In the heart of China’s Yunnan province, the Zhaotong Tunnel project has encountered a formidable challenge: high ground stress and low permeability in deep-buried coal seams, which have led to frequent borehole collapses and drilling jams. These issues have significantly hampered gas drainage efficiency, a critical safety and operational concern in coal mining. However, a recent study led by WANG Ziqi from the Key Laboratory of In-situ Property Improving Mining at Taiyuan University of Technology is shedding new light on these problems and offering promising solutions.
The research, published in the Journal of China University of Mining and Technology, investigates the instability mechanisms of boreholes in high-stress pulverized coal seams and optimizes drilling parameters to enhance gas extraction. “Understanding the behavior of boreholes under high ground stress is crucial for improving gas drainage efficiency and ensuring safety in deep coal mining,” WANG explains.
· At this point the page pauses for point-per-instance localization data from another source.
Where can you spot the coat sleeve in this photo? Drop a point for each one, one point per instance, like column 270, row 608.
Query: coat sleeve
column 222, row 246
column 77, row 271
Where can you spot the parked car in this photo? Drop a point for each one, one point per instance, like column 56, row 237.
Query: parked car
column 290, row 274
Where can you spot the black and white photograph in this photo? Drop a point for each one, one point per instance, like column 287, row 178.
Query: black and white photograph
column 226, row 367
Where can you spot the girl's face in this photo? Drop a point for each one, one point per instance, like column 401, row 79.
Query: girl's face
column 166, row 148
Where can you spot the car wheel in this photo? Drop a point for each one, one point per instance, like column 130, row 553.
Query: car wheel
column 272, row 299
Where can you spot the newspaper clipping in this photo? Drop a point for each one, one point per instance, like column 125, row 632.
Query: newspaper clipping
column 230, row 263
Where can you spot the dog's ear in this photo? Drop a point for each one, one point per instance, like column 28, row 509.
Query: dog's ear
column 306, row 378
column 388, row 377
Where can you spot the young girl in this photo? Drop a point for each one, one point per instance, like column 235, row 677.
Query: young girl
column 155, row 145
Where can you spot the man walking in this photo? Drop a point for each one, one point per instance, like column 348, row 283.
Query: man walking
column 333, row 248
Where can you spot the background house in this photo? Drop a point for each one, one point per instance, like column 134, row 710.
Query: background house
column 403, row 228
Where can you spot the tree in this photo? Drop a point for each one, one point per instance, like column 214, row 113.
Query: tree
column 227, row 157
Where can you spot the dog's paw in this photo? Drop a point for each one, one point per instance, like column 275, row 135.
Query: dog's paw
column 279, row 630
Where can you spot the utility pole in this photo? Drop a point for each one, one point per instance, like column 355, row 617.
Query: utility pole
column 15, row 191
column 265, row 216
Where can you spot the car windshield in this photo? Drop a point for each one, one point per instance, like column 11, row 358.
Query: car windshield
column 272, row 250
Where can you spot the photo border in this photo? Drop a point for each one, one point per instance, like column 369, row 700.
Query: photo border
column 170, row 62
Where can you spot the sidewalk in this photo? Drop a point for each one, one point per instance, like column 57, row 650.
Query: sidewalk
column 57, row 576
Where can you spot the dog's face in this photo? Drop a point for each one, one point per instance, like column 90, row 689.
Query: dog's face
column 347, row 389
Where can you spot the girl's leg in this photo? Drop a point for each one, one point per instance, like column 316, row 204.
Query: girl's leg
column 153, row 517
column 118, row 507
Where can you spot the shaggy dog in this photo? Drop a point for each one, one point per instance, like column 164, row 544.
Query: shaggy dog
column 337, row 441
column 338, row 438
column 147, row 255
The study employs a multidisciplinary approach, combining mechanical modeling, numerical simulations, and field tests. WANG and his team developed a mechanical model to characterize the “dumbbell-shaped” plastic zone that forms under high lateral pressure coefficients (λ>1). They found that the lateral pressure coefficient λ governs the morphology of this plastic zone, with significant implications for borehole stability and gas drainage.
Using COMSOL Multiphysics simulations, the researchers analyzed stress distributions for boreholes with different diameters and depths. They discovered that a 500 mm aperture borehole’s plastic zone expands to 1.9 times that of a 350 mm borehole, leading to a 60% increase in gas drainage volume. However, this also requires enhanced support for transverse fractures.
The practical implications of this research are substantial for the energy sector. By optimizing borehole diameters and depths, mining operations can improve gas drainage efficiency, reducing the risk of gas outbursts and enhancing safety. Moreover, the insights gained from this study can inform the design of more effective drilling strategies in high-stress environments, potentially leading to significant cost savings and improved productivity.
As the energy sector continues to evolve, the need for efficient and safe coal mining practices remains paramount. This research by WANG Ziqi and his team represents a significant step forward in addressing these challenges. “Our findings provide a solid foundation for further research and practical applications in deep coal mining,” WANG notes, highlighting the potential for future developments in this critical field.
In the quest for safer and more efficient coal mining practices, this study offers valuable insights and practical solutions. As the energy sector grapples with the complexities of deep coal mining, the work of WANG and his team serves as a beacon of progress, illuminating the path forward.